La bis­ta­bi­li­té n’est pas ici une moda­li­té lit­té­raire, si on entend par là ce qu’on a du mal à ne pas entendre par là par ici (en France) : tra­di­tion « aulique » (de cour, gen­til­hom­mesque) du style lit­téaire consis­tant à ména­ger, pour en jouir, des ambi­guï­tés, et à faire un usage presque infi­ni­ment sug­ges­tif du lexique. Rétré­cis­se­ment du champ déno­ta­tif pour conno­ter un maxi­mum.
On peut consi­dé­rer cette tra­di­tion comme une éter­nelle per­for­mance de classe : déro­ga­tion per­ma­nente, refus de com­pa­raître, de s’expliquer, d’expliquer ses rai­sons, parce que « ses » rai­sons sont les rai­sons du monde, au fond.
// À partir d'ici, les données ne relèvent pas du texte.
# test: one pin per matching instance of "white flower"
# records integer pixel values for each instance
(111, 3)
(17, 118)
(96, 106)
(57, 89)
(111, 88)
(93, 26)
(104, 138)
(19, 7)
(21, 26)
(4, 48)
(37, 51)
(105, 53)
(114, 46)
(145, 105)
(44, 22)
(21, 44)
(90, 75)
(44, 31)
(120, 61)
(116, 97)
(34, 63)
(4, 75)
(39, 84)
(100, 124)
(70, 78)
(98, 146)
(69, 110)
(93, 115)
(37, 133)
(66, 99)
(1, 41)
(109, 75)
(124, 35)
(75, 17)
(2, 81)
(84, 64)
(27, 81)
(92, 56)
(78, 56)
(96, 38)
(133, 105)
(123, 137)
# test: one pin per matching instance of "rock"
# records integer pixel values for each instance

Il y a un peu de cet aris­to­cra­tisme dans une cer­taine pra­tique « poé­tique », dans la licence qu’elle implique, dans le côté « empire du sin­gu­lier » et « rai­son mise à part ».
On a pen­sé, du coup, que le didac­tique était une bonne entrée dans le bis­table : choi­sir des pro­to­coles d’explication, des expli­ca­tions de texte contraintes (par exemple à par­tir d’un texte pré­le­vé dans l’actualité, ou dans un roman).
Furieu­se­ment tout expli­quer, assu­mer ses vel­léi­tés au tout-dire, allez, on y va, c’est par­ti, le monde ou rien.
On se donne des devoirs, on se donne des extraits du monde à expli­quer : on se balade dans la légo­pole explo­sée, on ramasse des pièces, on glane et on fouit et ensuite on dis­pose les trou­vailles sur un grand tapis d’archéologue et on regarde, on com­mente, on ex­plique, on fait des hypo­thèses sur la pro­ve­nance, l’usage etc.